Talking to millionaires is always exciting. They always look at telecom bills and think there is money in this market. However, the nature of the market has been rather capital-intensive and requires a great deal of marketing. We have people like Ron Lauder, who took his perfectly good cosmetics monies and threw them away in telecom. Likewise, we have companies like Light Squared being the latest big letdown.
A particular friend was looking to invest in wireless alternatives. He started with Wi-Fi, the great starting point of low-capital costs. If you think bandwidth is unlimited and phone calls and browsing in automobiles are not a concern, you can make a case for Wi-Fi in a geographic-specific region (normally the density and competition impact the opportunity). I pointed out, though, that when it comes to chipsets, ARM-based cellular is a giant commodities market in comparison to Wi-Fi, so economies in the long run win for the LTE family of solutions.
I am not sure he agreed, but we moved on.

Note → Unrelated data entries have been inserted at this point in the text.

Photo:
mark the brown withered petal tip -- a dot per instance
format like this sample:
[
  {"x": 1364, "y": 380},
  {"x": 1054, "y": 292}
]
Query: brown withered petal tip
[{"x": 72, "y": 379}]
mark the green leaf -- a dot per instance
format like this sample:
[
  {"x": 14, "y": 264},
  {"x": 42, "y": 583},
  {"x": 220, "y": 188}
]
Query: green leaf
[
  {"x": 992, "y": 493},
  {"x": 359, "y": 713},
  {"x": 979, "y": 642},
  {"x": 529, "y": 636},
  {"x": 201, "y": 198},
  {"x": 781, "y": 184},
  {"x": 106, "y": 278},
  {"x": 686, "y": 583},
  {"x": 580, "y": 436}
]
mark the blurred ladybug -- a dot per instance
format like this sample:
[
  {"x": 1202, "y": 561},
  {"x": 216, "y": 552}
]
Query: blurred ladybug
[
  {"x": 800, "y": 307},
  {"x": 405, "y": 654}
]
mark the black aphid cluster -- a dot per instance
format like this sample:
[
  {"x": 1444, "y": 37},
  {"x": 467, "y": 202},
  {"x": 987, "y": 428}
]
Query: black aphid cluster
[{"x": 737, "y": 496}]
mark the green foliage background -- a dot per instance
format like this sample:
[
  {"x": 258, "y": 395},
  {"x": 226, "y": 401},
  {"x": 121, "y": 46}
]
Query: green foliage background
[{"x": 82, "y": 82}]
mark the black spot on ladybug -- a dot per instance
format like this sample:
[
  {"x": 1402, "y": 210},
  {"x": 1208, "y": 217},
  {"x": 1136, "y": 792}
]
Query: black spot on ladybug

We then turned to spectrum and Charlie Ergen, the CEO of Dish, buying up said spectrum. I pointed out that terrestrial sharing was about to become a reality in regulation so there was sound logic that applied to Dish (and few others). Then we got on the subject of spectrum purchasing in general. I once again pointed out that much of the business was capital-intensive and unless you have a ready-made market, the economies were skewed against you.